Mark Kirasich, deputy associate administrator for NASA’s Artemis Campaign Development, delivered that estimate during a live-streamed NASA Advisory Council meeting on Halloween, as reported by Reuters. The inaugural orbital launch would be the first of “four major Starship flights,” Reuters quoted him saying.
SpaceX is developing Starship as the Human Landing System to put U.S. astronauts on the moon for the first time in 50 years as part of the Artemis program per a $2.9 billion contract SpaceX signed with NASA in 2021. That mission, Artemis 3, is scheduled to take place in 2025 or 2026.
The company’s most recent launch from Boca Chica was its first completely successful suborbital test flight and landing with the flight of Starship prototype SN15 in May 2021.
SpaceX has for months been conducting tests on Starship SN24 in preparation for the first orbital flight, including static-fire ignition testing of its six engines simultaneously, though to date just seven of the Super Heavy BN7 booster rocket’s 33 engines have been fired together.
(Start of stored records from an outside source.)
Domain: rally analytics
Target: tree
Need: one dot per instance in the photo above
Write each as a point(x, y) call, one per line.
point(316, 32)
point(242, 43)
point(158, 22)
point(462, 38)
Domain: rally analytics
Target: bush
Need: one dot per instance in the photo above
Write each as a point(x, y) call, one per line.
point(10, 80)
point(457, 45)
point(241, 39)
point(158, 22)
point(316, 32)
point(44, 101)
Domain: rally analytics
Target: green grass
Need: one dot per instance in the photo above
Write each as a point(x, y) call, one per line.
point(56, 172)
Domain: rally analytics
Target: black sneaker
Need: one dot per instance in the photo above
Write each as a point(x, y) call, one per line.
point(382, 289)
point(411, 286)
As of Monday, the SN24 could be seen stacked atop the BN7, itself perched atop a massive launch platform, while SN25, the next Starship in the series, has been transported to the launch site from SpaceX’s Boca Chica production complex and was undergoing cryogenic pressure testing Monday.
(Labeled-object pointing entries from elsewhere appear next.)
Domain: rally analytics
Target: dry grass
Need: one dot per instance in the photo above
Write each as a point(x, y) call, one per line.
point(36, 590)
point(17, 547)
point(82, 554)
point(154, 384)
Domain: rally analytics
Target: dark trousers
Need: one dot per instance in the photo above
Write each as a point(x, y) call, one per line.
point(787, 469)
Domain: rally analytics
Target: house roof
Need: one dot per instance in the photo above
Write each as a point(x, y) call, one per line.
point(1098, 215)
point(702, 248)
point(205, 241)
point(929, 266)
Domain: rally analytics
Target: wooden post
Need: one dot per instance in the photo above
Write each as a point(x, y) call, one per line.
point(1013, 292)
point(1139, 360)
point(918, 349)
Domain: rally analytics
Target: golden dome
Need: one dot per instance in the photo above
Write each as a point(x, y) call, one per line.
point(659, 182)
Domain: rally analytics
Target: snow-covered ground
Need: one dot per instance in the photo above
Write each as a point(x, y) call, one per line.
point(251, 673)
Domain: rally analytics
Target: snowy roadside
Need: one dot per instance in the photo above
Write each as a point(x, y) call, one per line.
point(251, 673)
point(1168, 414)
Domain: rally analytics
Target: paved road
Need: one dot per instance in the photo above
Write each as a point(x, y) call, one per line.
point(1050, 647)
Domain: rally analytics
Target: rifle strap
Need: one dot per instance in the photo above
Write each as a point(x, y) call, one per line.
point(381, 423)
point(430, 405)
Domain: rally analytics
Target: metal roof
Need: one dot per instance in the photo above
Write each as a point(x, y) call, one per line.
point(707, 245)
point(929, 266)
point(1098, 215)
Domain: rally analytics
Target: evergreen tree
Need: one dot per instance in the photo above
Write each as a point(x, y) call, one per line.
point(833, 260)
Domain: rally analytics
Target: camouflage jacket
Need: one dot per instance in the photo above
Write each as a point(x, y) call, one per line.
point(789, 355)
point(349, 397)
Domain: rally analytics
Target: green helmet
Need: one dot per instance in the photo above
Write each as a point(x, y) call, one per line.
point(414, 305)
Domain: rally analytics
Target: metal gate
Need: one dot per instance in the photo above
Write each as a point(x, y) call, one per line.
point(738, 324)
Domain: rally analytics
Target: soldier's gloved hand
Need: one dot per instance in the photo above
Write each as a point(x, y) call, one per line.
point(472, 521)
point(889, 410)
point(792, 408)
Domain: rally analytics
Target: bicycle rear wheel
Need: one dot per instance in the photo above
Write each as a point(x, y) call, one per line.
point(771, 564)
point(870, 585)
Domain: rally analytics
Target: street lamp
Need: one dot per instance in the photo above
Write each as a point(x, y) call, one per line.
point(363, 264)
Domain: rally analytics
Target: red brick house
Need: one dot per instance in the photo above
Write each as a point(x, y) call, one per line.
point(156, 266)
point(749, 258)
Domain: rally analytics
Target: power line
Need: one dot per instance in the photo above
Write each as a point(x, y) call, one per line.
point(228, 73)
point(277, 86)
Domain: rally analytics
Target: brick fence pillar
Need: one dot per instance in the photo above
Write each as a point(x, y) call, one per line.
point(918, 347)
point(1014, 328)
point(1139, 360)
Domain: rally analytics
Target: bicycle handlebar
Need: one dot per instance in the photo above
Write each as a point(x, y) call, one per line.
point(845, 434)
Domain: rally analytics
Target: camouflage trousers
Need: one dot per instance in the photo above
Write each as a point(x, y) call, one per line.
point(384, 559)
Starship still has to clear a number of hurdles before attempting the launch, plans for which call for Starship and Super Heavy booster to separate just over two minute into the flight and the booster to land in the Gulf of Mexico some 20 miles offshore. The Starship would achieve orbit briefly before landing in the ocean inside the Navy’s Pacific Missile Range Facility about 60 miles north of Kauai, Hawaii.
A Federal Aviation Administration environmental assessment of the potential impact of orbital flight testing at Boca Chica resulted in a Finding of No Significant Impact, which cleared away a major obstacle to SpaceX’s plans, though the FAA is also requiring the company to take more than 75 separate actions to mitigate the impact and has not yet issued the necessary Launch Operator License for Starship’s first orbital flight. The agency, which announced the results of the assessment on Sept. 26, said it was just one step in the launch license application process.
“SpaceX also must meet FAA safety, risk and financial responsibility requirements before a license is issued for any launch activities,” the FAA said. “The FAA will make a license determination only after SpaceX provides all outstanding information and the agency can fully analyze it.”